Global Survey of Terrestrial Biomes

  • Tropical Rainforests:     * Located at equatorial latitudes.     * Characteristics: High complexity, multiple canopy levels, high epiphytic growth (plants like Spanish moss that grow on other plants), and many vines.     * The forest floor is often dark with poor soil.

  • Tropical Deciduous/Monsoon Forests: Found in drier tropical areas (e.g., parts of Ecuador or SE Asia); trees drop leaves due to seasonal dry spells rather than cold.

  • Temperate Deciduous Forests:     * Found in mid-latitudes (e.g., Ohio, Michigan, parts of China and Europe).     * Characterized by broad-leaf trees that drop leaves simultaneously in winter to conserve energy/water.     * Very little original (old-growth) deciduous forest remains; the Białowieża Forest (Poland/Belarus) is one of the last original patches in Europe.

  • Temperate Rainforests:     * Found in the Pacific Northwest (Washington, Oregon, British Columbia, Alaska).     * High rainfall and massive trees, including Redwoods (tallest) and Sequoias (largest).

  • Boreal Forest (Taiga/Coniferous):     * Vast northern hemisphere forests (Canada, Alaska, Scandinavia, Siberia).     * Dominated by a few species of conifers (fir trees) that withstand harsh winters and limit water evaporation through needles.     * Flowering plants (angiosperms) pushed conifers into these harsh environments where flowering plants cannot survive.

  • Sclerophyllous/Chaparral/Mediterranean Vegetation:     * Characterized by "hard-leaved" (sclerophyllous) plants, shrubs, and low trees (e.g., olive trees).     * Highly flammable; fire is a natural part of the ecosystem.     * Geography: Mediterranean, California (Chaparral), South Africa (Fynbos - extremely diverse/endemic), and France (Maquis).     * Cultural Note: Hollywood is in the heart of Chaparral country; early Westerns and even Star Trek episodes were often filmed in local California Chaparral, misrepresenting the look of the rest of the world (e.g., Kansas or other planets).

  • Grasslands:     * Tropical Savannah: Tropical grasslands with scattered trees; high herbivore density (Africa).     * Temperate Grasslands:         * Tall Grass Prairie: Higher rainfall areas (most converted to corn/wheat fields).         * Short Grass Prairie (Steppe): Drier areas, typically used for cattle grazing.

  • Deserts:     * Occur in both temperate and tropical zones.     * Types:         * Sonoran: Higher rainfall, features Saguaro cacti.         * Extreme Deserts: Sahara, Death Valley (rain every 1010 years).         * Coastal Deserts: Namib or Atacama; plants and animals survive on dew from the ocean.

  • Tundra:     * High latitude/Polar grasslands.     * Permafrost: Permanently frozen subsoil prevents tree root growth.     * Productive summer seasons with massive insect blooms and migratory birds.     * Tree line: The northern limit where trees stop growing. It has been advancing north since the last ice age.

Human Impact and Anthropogenic Biomes

  • The Intersection of Biomes: South Louisiana exists at an intersection of multiple biome types.

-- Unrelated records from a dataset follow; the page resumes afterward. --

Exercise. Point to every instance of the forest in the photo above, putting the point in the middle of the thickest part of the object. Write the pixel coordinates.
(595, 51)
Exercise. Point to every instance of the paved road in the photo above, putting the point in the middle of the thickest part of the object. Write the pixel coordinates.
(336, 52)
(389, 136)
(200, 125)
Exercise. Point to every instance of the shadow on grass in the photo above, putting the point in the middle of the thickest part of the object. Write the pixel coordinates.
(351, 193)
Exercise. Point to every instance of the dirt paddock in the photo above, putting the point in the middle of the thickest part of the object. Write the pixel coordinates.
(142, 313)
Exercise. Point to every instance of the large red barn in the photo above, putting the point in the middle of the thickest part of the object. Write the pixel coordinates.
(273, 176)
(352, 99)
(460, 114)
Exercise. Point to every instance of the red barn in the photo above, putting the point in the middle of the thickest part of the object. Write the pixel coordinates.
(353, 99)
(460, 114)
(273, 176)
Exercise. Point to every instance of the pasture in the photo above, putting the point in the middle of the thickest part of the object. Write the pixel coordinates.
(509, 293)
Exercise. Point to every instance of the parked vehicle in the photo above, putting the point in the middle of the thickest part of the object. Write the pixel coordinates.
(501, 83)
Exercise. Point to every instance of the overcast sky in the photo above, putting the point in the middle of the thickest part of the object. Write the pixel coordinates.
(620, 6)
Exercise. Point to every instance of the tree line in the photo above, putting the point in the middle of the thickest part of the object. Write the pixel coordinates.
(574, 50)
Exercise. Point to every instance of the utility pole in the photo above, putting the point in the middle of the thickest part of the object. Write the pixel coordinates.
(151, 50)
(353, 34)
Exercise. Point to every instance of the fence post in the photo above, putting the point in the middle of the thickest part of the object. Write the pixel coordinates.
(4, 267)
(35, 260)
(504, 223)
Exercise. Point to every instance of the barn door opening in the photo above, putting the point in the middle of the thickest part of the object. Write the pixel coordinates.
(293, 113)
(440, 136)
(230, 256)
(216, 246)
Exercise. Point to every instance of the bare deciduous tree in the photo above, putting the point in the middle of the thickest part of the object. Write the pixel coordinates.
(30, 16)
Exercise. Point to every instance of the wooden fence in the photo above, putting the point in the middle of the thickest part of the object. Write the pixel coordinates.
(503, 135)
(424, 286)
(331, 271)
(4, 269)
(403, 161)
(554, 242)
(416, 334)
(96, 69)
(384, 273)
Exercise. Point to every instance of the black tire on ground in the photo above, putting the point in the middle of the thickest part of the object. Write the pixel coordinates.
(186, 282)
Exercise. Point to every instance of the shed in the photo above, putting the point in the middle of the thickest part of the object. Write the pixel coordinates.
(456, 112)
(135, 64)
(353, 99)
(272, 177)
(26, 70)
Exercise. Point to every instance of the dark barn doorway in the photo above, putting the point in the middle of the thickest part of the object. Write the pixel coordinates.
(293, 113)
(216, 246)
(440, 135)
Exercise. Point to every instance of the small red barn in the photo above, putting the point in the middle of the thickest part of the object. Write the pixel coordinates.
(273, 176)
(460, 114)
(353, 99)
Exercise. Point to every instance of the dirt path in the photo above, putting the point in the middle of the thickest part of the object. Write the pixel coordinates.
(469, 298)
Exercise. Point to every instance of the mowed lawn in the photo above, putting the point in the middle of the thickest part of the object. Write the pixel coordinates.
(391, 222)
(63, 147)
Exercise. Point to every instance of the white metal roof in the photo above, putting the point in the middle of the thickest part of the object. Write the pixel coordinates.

  • Anthropogenic Biomes: Proposed by scientists like Erle Ellis and Navin Ramankutty. This concept overlays human impact (population density, agriculture, urbanization) on traditional biome maps.

  • Purple Zones: Represent high-impact human areas (cities, heavy agriculture) found in Western Europe, the NE United States, China, and India.

Questions & Discussion

  • Speaker’s Personal Background: The speaker shared their academic path, transitioning from a non-thesis Master's to teaching junior high for three years in Los Angeles, then returning to the University of South Florida for a PhD in marine ecology, specifically studying shallow-water marine invertebrates. Their interest in zoology was lifelong, beginning with a childhood interest in dinosaurs and later histology and embryology.

  • Student Question on Definitions: The speaker clarified that "deciduous" refers to the simultaneous dropping of leaves or teeth (deciduous teeth).

  • Student Question on Soil: A student asked if soil type determines biomes; the speaker acknowledged that soil and keystone species matter at local margins, but temperature and precipitation are the broad-scale determinants.